Jan 14, 2021 1:40:19 PM build.buildfarm.server.ByteStreamService queryWriteStatus
SEVERE: queryWriteStatus(uploads/fe10a9e9-e13d-4566-838a-78d7852bd1d9/blobs/32aa7ac908dee1217fdb5f791ac457c6ecbfedfe7ae4f879b2364463ff72d864/716576)
java.lang.StringIndexOutOfBoundsException: begin 4, end 2, length 71
        at java.base/java.lang.String.checkBoundsBeginEnd(String.java:3319)
        at java.base/java.lang.String.substring(String.java:1874)
        at build.buildfarm.cas.cfc.HexBucketEntryPathStrategy.getPath(HexBucketEntryPathStrategy.java:34)
        at build.buildfarm.cas.cfc.CASFileCache.getPath(CASFileCache.java:1704)
        at build.buildfarm.cas.cfc.CASFileCache$5.getCommittedSizeFromOutOrDisk(CASFileCache.java:1024)
        at build.buildfarm.cas.cfc.CASFileCache$5.getCommittedSize(CASFileCache.java:1011)
        at build.buildfarm.server.ByteStreamService.queryWriteStatus(ByteStreamService.java:356)
        at com.google.bytestream.ByteStreamGrpc$MethodHandlers.invoke(ByteStreamGrpc.java:337)
        at io.grpc.stub.ServerCalls$UnaryServerCallHandler$UnaryServerCallListener.onHalfClose(ServerCalls.java:180)
        at io.grpc.internal.ServerCallImpl$ServerStreamListenerImpl.halfClosed(ServerCallImpl.java:331)
        at io.grpc.internal.ServerImpl$JumpToApplicationThreadServerStreamListener$1HalfClosed.runInContext(ServerImpl.java:817)
        at io.grpc.internal.ContextRunnable.run(ContextRunnable.java:37)
        at io.grpc.internal.SerializingExecutor.run(SerializingExecutor.java:123)
        at java.base/java.util.concurrent.ThreadPoolExecutor.runWorker(ThreadPoolExecutor.java:1128)
        at java.base/java.util.concurrent.ThreadPoolExecutor$Worker.run(ThreadPoolExecutor.java:628)
        at java.base/java.lang.Thread.run(Thread.java:834)

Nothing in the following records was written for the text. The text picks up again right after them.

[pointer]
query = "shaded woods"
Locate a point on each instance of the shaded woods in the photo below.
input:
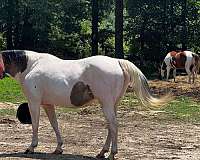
(140, 30)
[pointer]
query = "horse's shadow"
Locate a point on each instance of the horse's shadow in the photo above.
(45, 156)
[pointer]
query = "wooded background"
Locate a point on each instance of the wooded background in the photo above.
(142, 31)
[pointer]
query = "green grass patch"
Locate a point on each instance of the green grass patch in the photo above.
(10, 91)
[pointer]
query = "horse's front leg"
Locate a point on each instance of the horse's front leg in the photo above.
(50, 111)
(174, 74)
(35, 113)
(168, 71)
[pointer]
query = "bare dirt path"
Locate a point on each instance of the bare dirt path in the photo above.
(143, 135)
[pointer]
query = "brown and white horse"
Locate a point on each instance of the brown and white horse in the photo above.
(178, 60)
(48, 81)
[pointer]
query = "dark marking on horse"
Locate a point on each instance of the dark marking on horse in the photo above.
(191, 67)
(81, 94)
(164, 66)
(15, 61)
(179, 60)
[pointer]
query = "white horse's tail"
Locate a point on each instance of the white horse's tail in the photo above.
(140, 85)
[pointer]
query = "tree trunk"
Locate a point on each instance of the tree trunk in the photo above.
(119, 29)
(95, 20)
(184, 21)
(9, 23)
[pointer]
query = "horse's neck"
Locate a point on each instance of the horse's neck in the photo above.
(32, 57)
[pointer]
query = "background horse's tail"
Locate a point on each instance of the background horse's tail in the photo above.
(140, 85)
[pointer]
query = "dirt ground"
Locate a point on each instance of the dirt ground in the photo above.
(143, 135)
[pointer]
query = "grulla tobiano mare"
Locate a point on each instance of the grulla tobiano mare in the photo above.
(181, 60)
(48, 81)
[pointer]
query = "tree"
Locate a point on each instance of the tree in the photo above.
(95, 19)
(119, 28)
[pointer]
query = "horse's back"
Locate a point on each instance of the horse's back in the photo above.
(57, 78)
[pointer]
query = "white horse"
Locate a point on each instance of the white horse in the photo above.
(47, 80)
(182, 60)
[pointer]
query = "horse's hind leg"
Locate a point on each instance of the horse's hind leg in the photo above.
(50, 111)
(110, 115)
(35, 113)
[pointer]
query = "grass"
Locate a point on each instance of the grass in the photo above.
(182, 108)
(10, 91)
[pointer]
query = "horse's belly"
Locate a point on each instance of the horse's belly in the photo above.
(56, 95)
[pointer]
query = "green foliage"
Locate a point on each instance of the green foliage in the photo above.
(10, 91)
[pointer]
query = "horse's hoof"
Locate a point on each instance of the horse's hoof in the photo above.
(58, 152)
(100, 156)
(111, 157)
(28, 151)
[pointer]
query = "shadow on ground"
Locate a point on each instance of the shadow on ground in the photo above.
(45, 156)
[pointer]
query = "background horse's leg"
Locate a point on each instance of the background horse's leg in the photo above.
(34, 108)
(174, 74)
(168, 71)
(50, 111)
(110, 115)
(187, 68)
(106, 145)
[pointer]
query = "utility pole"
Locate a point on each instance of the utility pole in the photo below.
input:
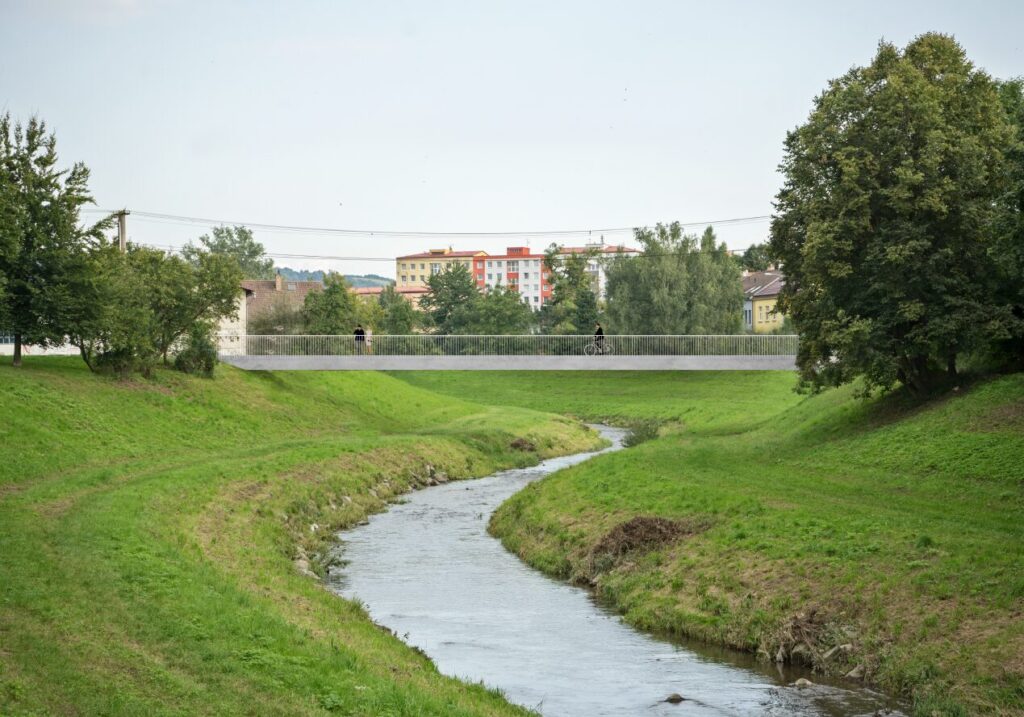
(123, 229)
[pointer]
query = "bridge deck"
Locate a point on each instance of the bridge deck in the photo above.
(512, 363)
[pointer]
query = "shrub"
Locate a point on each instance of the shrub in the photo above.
(200, 352)
(641, 431)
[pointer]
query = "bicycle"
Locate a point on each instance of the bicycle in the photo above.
(597, 349)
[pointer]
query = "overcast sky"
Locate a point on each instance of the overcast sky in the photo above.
(466, 116)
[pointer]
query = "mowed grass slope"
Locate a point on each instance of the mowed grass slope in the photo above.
(891, 532)
(150, 534)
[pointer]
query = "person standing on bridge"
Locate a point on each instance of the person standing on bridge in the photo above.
(360, 338)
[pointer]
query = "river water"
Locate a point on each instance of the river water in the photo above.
(427, 570)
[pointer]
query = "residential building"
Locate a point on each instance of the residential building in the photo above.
(518, 268)
(413, 270)
(597, 263)
(231, 331)
(761, 290)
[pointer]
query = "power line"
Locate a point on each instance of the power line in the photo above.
(192, 220)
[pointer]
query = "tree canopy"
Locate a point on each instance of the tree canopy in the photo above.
(236, 242)
(449, 291)
(332, 310)
(47, 287)
(681, 285)
(572, 307)
(884, 224)
(398, 315)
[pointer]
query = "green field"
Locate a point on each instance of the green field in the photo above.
(890, 530)
(152, 536)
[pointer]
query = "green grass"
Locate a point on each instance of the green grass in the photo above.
(893, 528)
(150, 531)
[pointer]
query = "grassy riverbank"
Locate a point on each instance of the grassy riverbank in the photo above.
(153, 536)
(879, 538)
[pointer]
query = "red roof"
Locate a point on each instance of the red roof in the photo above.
(763, 284)
(441, 255)
(605, 249)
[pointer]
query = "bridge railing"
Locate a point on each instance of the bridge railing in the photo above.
(535, 344)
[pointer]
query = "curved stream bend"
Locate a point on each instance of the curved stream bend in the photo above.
(427, 570)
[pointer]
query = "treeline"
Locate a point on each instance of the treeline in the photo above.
(900, 224)
(335, 310)
(681, 284)
(62, 282)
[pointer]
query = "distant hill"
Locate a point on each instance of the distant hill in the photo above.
(358, 281)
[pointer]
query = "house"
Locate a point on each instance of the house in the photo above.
(519, 268)
(412, 270)
(761, 290)
(231, 331)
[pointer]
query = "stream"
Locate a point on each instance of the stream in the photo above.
(427, 570)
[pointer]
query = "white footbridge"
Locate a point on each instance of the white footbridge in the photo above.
(532, 352)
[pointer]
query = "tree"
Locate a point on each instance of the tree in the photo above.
(884, 221)
(237, 242)
(281, 318)
(756, 258)
(680, 285)
(44, 253)
(1009, 249)
(572, 308)
(399, 317)
(332, 310)
(203, 289)
(500, 310)
(448, 291)
(118, 336)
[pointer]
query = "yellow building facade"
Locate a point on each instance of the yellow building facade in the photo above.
(761, 290)
(413, 270)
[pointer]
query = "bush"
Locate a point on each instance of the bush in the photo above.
(642, 431)
(200, 353)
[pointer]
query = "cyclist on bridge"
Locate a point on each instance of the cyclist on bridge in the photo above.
(599, 337)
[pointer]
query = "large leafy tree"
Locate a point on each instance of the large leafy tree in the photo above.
(399, 317)
(500, 310)
(44, 252)
(183, 293)
(332, 310)
(884, 221)
(756, 258)
(236, 242)
(448, 291)
(572, 308)
(1009, 248)
(682, 284)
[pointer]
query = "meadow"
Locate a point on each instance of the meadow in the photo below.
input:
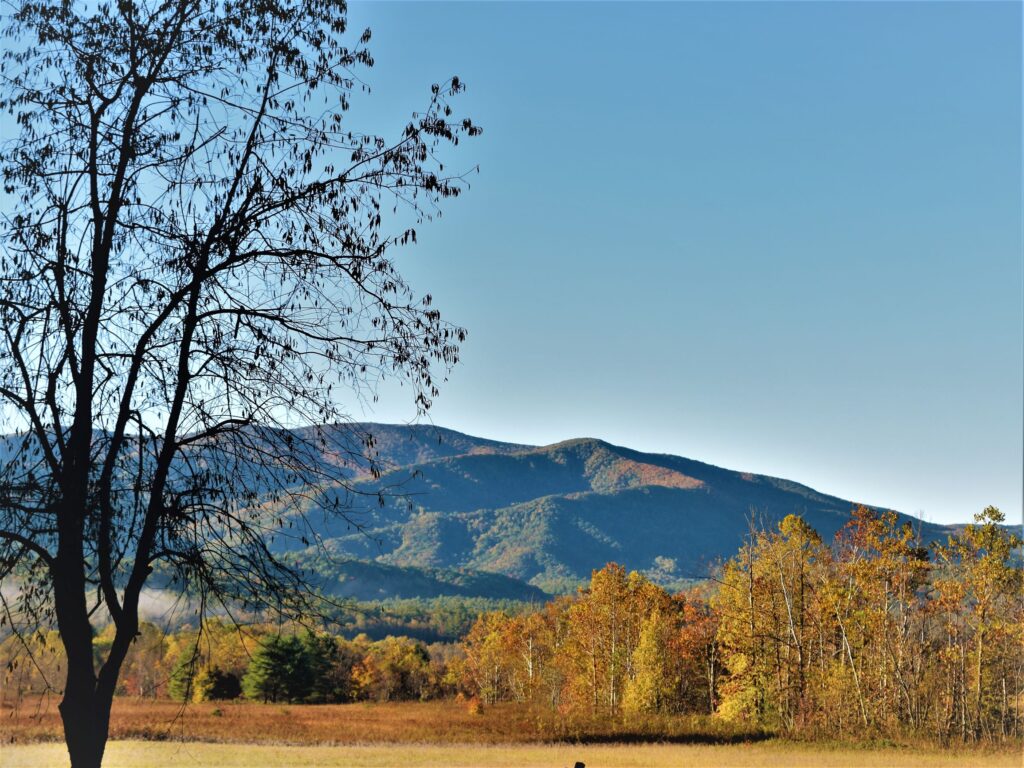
(150, 733)
(763, 755)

With a value of 3 the process takes just too long to start. Do we need so many empty folders?

werkt commented 3 years ago

I saw 0-4 mentioned on: #568 (comment)

The same error can be reproduced with level 4 on MacOS workers too (level 2 works):

Jan 14, 2021 1:40:19 PM build.buildfarm.server.ByteStreamService queryWriteStatus
SEVERE: queryWriteStatus(uploads/fe10a9e9-e13d-4566-838a-78d7852bd1d9/blobs/32aa7ac908dee1217fdb5f791ac457c6ecbfedfe7ae4f879b2364463ff72d864/716576)
java.lang.StringIndexOutOfBoundsException: begin 4, end 2, length 71
        at java.base/java.lang.String.checkBoundsBeginEnd(String.java:3319)
        at java.base/java.lang.String.substring(String.java:1874)
        at build.buildfarm.cas.cfc.HexBucketEntryPathStrategy.getPath(HexBucketEntryPathStrategy.java:34)
        at build.buildfarm.cas.cfc.CASFileCache.getPath(CASFileCache.java:1704)
        at build.buildfarm.cas.cfc.CASFileCache$5.getCommittedSizeFromOutOrDisk(CASFileCache.java:1024)
        at build.buildfarm.cas.cfc.CASFileCache$5.getCommittedSize(CASFileCache.java:1011)
        at build.buildfarm.server.ByteStreamService.queryWriteStatus(ByteStreamService.java:356)
        at com.google.bytestream.ByteStreamGrpc$MethodHandlers.invoke(ByteStreamGrpc.java:337)
        at io.grpc.stub.ServerCalls$UnaryServerCallHandler$UnaryServerCallListener.onHalfClose(ServerCalls.java:180)
        at io.grpc.internal.ServerCallImpl$ServerStreamListenerImpl.halfClosed(ServerCallImpl.java:331)
        at io.grpc.internal.ServerImpl$JumpToApplicationThreadServerStreamListener$1HalfClosed.runInContext(ServerImpl.java:817)
        at io.grpc.internal.ContextRunnable.run(ContextRunnable.java:37)
        at io.grpc.internal.SerializingExecutor.run(SerializingExecutor.java:123)
        at java.base/java.util.concurrent.ThreadPoolExecutor.runWorker(ThreadPoolExecutor.java:1128)
        at java.base/java.util.concurrent.ThreadPoolExecutor$Worker.run(ThreadPoolExecutor.java:628)
        at java.base/java.lang.Thread.run(Thread.java:834)

With a value of 3 the process takes just too long to start. Do we need so many empty folders?

Definitely not. I might limit it to a level of 2. In reality, getting 100million entries into a cas is quite a challenge, especially performance-wise, and there is no benefit to reducing blob-containing directories by a factor of 4 billion or even 16 million.

Making the directories a priority was just easier than chaining them on writes or handling missing directories for lookup

thna123459 commented 3 years ago

Ok. We measured a 15 minutes first startup time on MacOS with level 3.